Your object detector scores 90% AP. TIDE asks: which 10% is lying?
A diagnostic drop-in for COCO evaluation that breaks down errors by type instead of flattening them into a single number.

What it does
TIDE replaces the standard COCO evaluation toolkit with a forensic accountant. Instead of one AP score, it reports how much each error type—classification, localization, duplicates, background confusion, missed detections—contributes to the gap between your model and perfection. It works for bounding boxes and instance segmentation, and supports COCO, LVIS, Pascal, and Cityscapes out of the box.
The interesting bit
The cleverness is in the accounting: TIDE quantifies each error type as a “delta AP” (dAP), showing exactly how many percentage points each failure mode costs you.

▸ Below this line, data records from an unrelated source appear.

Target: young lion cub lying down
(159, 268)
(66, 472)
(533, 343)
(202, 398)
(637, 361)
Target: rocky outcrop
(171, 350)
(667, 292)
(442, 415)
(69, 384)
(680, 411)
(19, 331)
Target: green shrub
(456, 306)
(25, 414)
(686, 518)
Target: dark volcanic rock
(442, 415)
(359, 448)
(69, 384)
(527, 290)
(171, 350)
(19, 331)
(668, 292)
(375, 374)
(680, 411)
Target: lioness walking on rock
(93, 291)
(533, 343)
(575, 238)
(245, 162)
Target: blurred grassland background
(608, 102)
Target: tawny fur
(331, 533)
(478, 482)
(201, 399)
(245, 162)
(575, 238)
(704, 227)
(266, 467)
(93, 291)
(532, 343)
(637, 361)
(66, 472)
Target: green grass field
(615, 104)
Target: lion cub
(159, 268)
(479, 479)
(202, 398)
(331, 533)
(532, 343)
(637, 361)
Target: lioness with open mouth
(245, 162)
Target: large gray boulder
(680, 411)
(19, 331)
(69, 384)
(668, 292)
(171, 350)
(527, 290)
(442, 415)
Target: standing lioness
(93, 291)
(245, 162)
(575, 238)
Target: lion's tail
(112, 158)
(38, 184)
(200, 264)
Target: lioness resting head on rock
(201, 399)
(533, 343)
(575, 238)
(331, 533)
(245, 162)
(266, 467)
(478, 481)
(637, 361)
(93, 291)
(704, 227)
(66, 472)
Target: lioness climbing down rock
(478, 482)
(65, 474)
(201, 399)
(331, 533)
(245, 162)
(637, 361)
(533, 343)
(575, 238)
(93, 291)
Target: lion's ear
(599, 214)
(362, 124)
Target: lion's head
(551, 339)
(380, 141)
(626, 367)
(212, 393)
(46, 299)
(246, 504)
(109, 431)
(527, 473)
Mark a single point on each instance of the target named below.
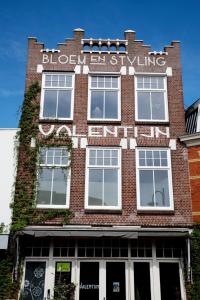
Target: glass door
(34, 281)
(115, 281)
(170, 281)
(141, 280)
(89, 281)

A model with 61.8 bbox AP might be losing 7.5 to missed detections, 6.6 to localization slop, and 3.4 to classification confusion—information the standard toolkit simply discards.
Key highlights
- Drop-in replacement: swap
tide.evaluate()for your COCO eval call, keep your results file - Two-line summary:
tide.summarize()for tables,tide.plot()for a summary figure - Published at ECCV 2020 (Spotlight), with a 4-minute explainer video
- Installable via
pip install tidecv(Python 3.6+) - Jupyter notebook example included for COCO instance segmentation
Caveats
- Documentation for writing custom dataset drivers is “coming soon” per the README
- Author notes email responses may be slow; GitHub issues are the reliable channel
Verdict
Worth it if you’re iterating on detector architecture and need to know whether to chase better NMS, stronger classification, or tighter regression. Skip it if you’re happy treating your model as a black box that either passes or fails a threshold.